Что касается меня самого, то могу утверждать: я был воспитан Эдме; всю жизнь я всецело доверялся ее разуму и чувству справедливости. Когда в своем искреннем увлечении я захотел принять участие в общественной борьбе, она удержала меня, напомнив, что мое имя помешает мне приобрести влияние среди простого народа, ибо люди не станут доверять мне и будут думать, что я желаю опереться на них, дабы заставить забыть, что я дворянин. Но когда враг появился у ворот Франции, Эдме сама послала меня служить в армию волонтером; когда же военное поприще стало поприщем честолюбия, а республика была уничтожена, жена призвала меня к себе и сказала:
— Больше ты меня не покинешь.
Пасьянс играл видную роль в годы революции. Он был единодушно избран судьей своего округа. Его неподкупность, беспристрастие, с каким он относился и к дворцу и к хижине, его твердость и мудрость оставили неизгладимые воспоминания в памяти жителей Варенны.
На войне мне представился случай спасти жизнь господину де ла Маршу и помочь ему бежать за границу.
— Вот, пожалуй, и все события моей жизни, в которых играла роль Эдме, — закончил свой рассказ старый Бернар де Мопра. — Об остальном нет смысла вспоминать. Если в повести этой есть что-либо доброе и полезное, нужно, чтобы вы, молодые люди, извлекли из нее урок. Стремитесь иметь рядом с собой прямодушного советчика, взыскательного друга и любите не того, кто вам льстит, но того, кто вас исправляет. Не слишком доверяйтесь френологии:
[66]
ведь у меня весьма выражена шишка убийцы, и, как иногда грустно шутила Эдме, в нашем роду убивают, к этому нас приучали с детства. Не верьте в неотвратимость рока или, по крайней мере, никогда не призывайте безропотно покоряться его воле. Вот мораль моей истории.

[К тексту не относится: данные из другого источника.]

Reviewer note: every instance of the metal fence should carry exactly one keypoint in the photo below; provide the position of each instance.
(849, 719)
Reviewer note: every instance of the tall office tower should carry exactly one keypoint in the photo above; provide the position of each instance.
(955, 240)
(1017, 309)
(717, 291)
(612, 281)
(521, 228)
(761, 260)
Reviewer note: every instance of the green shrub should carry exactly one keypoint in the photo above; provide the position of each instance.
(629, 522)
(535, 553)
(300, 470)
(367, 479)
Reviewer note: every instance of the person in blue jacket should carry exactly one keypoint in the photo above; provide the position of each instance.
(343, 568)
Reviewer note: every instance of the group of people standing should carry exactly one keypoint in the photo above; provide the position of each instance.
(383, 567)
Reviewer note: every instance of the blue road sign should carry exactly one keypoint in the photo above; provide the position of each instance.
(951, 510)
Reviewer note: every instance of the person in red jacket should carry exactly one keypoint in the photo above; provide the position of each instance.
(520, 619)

В заключение старый Бернар угостил нас вкусным ужином и непринужденно беседовал с нами почти весь вечер. Мы попросили его подробнее остановиться на том, что он назвал моралью своей истории; и тогда он перешел к общим соображениям, здравый смысл и ясность которых нас поразили.

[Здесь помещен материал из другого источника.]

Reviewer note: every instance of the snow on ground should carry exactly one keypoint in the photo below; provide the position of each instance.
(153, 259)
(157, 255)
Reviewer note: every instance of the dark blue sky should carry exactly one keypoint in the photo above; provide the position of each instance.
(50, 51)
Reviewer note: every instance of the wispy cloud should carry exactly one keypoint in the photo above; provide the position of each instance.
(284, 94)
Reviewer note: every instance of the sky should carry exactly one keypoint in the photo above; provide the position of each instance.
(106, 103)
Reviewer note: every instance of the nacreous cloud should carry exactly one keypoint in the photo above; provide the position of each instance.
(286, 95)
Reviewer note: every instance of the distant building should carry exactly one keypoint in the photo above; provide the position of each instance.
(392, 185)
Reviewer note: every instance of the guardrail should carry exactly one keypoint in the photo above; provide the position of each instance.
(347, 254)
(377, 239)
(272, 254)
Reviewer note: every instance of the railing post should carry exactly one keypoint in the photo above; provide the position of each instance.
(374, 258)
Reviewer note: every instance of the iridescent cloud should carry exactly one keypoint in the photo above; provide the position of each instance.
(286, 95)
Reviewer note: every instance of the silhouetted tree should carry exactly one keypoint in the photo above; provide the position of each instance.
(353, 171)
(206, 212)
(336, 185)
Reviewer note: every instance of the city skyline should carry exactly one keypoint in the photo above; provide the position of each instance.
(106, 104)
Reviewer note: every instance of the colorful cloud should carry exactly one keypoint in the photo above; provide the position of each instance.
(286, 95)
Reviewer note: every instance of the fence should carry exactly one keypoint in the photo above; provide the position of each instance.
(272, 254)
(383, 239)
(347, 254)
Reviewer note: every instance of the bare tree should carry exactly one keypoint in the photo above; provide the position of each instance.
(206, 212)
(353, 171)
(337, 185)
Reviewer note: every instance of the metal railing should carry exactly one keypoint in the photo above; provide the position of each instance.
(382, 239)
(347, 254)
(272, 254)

— Я говорил о френологии, — сказал он нам, — не для того, чтобы подвергнуть критике теорию, у которой есть свои хорошие стороны, ибо она направлена к тому, чтобы пополнить наши познания в области физиологии и тем самым лучше изучить человека. Я воспользовался словом «френология», ибо в наши дни верят, будто одни лишь инстинкты формируют человека, верят столь же слепо, как древние верили в могущество рока. Я не думаю, что френология более проникнута духом фатализма, чем любая другая теория такого же порядка, и Лафатер,
[67]
которого еще при жизни обвиняли в фатализме, на самом деле был ближе многих других христиан к духу Евангелия.